Dana Barnett, the CEO of Memorial Hospital of Carbon County, met Mark two years ago. At that time, Mark was chairman of the hospital board.

“Mark is our senior board member and he has been invaluable helping the hospital with some of the issues we have faced over a period of time,” Barnett said. “I think it is fitting we come to honor Mark for his service on the ambulances and he is gone on ambulance call.”

Barnett says Mark’s leadership on the board of trustees was instrumental in the turnaround the hospital has had in recent years.

“The hospital was going through dire times seven or eight years ago with financial issues and Mark made a significant contribution in helping getting things right,” Barnett said. “Not because he was paid—because it is volunteer—but because he really cares and I can say his years of service are invaluable.”

Pipher said joining SCWEMS can be important on not only going out on calls, but also when if you can come upon an accident.

Pipher said on June 19, 2017 she came upon an accident on Battle Pass that involved two crashed vehicles on fire.

Pipher was able to use her training to coordinate with non-English-speaking people at the crash site to ultimately save one of the six crash victims.

Pipher said one of the first people she called once she got home was Mark.

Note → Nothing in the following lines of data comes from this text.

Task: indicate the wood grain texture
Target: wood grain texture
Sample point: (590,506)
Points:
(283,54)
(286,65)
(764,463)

She said his compassion for what she had gone through was essential to face the fact she could not save the other victims. He made her see she had made a difference at the scene.

“Had I not had the training, I really don’t know what the outcome would have been,” Pipher concluded.

“We have a great ambulance service in all five stations, and people should never hesitate to call us because we have excellent people trained ready to go out on calls,” Mark said. “These people work really hard to make SCWEMS what it is. and as we have new personnel join, it is great to pass on all the training.”

Teaching and mentoring aside, Mark is known by some at the ceremony for his commitment to the Carbon County community in general.

“I have known Mark for 26 years and I have enjoyed knowing him because it is always good to have people who get involved in their community,” Lavonne Tlustos, a long term Hanna resident said. “I am hoping he will be around for many more years to help, because we need people like him.”